An overview of my work on SIMD in Rust.
Good fun! I’d love to see the cross-platform layer made truly portable by means of a scalar implementation that is selected if there is no SIMD option. That would enable “worry-free” use of simd types in data structures, which sounds highly appealing to me for cases where they make a particularly good fit.
Having a cross-platform library that calls the appropriate instruction on ARM/x86/… or fall-backing to a scalar version would be great. I don’t think I want that to be part of
simd (at least, not yet), but it should be possible to do in a zero-overhead way in a wrapper lib.
Which instruction sets are supported? (does it start at SSE2 or way back at MMX?)
At the moment there’s no MMX intrinsics, but I’m fairly sure it is just a matter of adding them.
MMX in particular is is bit complicated because we would need to expose the LLVM type
x86_mmx to Rust code somehow. Also, emms is a complete mess: LLVM can’t automatically insert emms calls, so you have to insert them yourself. But if you insert them yourself, you have to be very careful because the LLVM optimizer doesn’t understand the relationship between MMX operations, x87 operations, and emms, and therefore can reorder instructions incorrectly. Overall, it’s probably not worth the trouble.
Whoever you are @eefriedman, you were right. MMX support has been a road full of pain for all the reasons you mention.

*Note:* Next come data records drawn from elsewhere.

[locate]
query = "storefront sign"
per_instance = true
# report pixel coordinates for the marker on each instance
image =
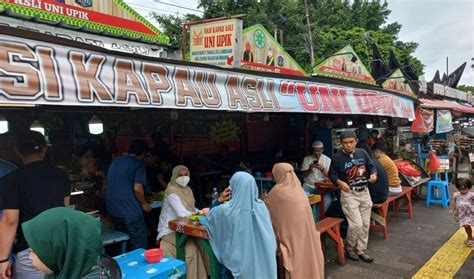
(424, 121)
(114, 16)
(438, 89)
(35, 72)
(345, 64)
(217, 43)
(444, 121)
(261, 52)
(88, 38)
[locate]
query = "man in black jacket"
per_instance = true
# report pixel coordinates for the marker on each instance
(352, 170)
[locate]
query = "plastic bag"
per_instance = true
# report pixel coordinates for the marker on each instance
(407, 169)
(433, 164)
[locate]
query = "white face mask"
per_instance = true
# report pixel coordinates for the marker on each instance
(183, 181)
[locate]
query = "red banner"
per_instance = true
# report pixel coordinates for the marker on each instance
(424, 121)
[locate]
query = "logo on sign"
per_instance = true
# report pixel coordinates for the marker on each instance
(198, 38)
(84, 3)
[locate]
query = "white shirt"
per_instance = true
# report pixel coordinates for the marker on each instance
(315, 175)
(172, 209)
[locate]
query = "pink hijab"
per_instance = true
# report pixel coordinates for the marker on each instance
(294, 225)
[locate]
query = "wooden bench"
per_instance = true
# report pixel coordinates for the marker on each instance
(331, 226)
(383, 207)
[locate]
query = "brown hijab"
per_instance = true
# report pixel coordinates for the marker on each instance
(185, 194)
(293, 223)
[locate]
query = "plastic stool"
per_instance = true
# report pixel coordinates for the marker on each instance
(431, 197)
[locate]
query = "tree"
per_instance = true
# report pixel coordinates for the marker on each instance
(334, 24)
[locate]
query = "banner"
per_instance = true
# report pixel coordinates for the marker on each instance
(397, 83)
(217, 43)
(113, 17)
(345, 64)
(424, 121)
(261, 52)
(40, 73)
(444, 121)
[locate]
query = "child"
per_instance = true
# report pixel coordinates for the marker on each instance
(463, 207)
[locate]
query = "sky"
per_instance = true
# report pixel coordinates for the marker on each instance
(442, 28)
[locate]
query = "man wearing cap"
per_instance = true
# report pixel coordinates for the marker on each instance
(315, 167)
(352, 170)
(27, 192)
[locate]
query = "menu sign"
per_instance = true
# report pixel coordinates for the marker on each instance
(217, 43)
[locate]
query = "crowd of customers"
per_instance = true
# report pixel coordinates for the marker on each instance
(246, 233)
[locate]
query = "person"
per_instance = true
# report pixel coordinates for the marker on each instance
(25, 193)
(395, 184)
(293, 222)
(90, 174)
(5, 168)
(152, 170)
(374, 137)
(64, 243)
(179, 202)
(463, 208)
(315, 168)
(164, 173)
(125, 196)
(241, 233)
(162, 149)
(351, 169)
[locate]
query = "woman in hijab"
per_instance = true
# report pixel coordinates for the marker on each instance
(294, 226)
(241, 233)
(64, 243)
(179, 202)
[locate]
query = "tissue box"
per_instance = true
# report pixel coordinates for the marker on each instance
(133, 265)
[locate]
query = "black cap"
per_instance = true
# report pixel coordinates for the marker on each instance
(347, 134)
(29, 142)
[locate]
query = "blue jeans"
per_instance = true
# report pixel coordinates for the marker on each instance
(135, 228)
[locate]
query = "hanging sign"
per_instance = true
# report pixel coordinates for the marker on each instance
(50, 74)
(261, 52)
(345, 64)
(424, 121)
(444, 121)
(217, 43)
(397, 83)
(114, 17)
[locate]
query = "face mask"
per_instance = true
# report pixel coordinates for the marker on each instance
(183, 181)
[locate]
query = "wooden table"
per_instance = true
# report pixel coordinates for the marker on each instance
(323, 186)
(186, 229)
(315, 202)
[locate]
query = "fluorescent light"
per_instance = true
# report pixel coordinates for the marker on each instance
(38, 127)
(96, 127)
(3, 124)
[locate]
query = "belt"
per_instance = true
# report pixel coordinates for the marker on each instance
(359, 189)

the LLVM optimizer doesn’t understand the relationship between MMX operations, x87 operations, and emms, and therefore can reorder instructions incorrectly.
For a hammer, one can use
asm!("emms" : : : "volatile") to work around that. I just added  support for
core::arch and there I use
llvm.x86.mmx.emms. We’ll see how that works out. In the mean time I’ve filled https://github.com/rust-lang/rust/issues/57831 to replicate ICC’s warning about missing
emms and https://github.com/rust-lang/rust/issues/57832 to clean up the current implementaiton of
x86_mmx in rustc.
 I’ve been wondering for a year why our tests were randomly failing and fixing themselves just to fail again and why these errors were pretty much impossible to reproduce in different machines and missing
emms is probably a big source of issues.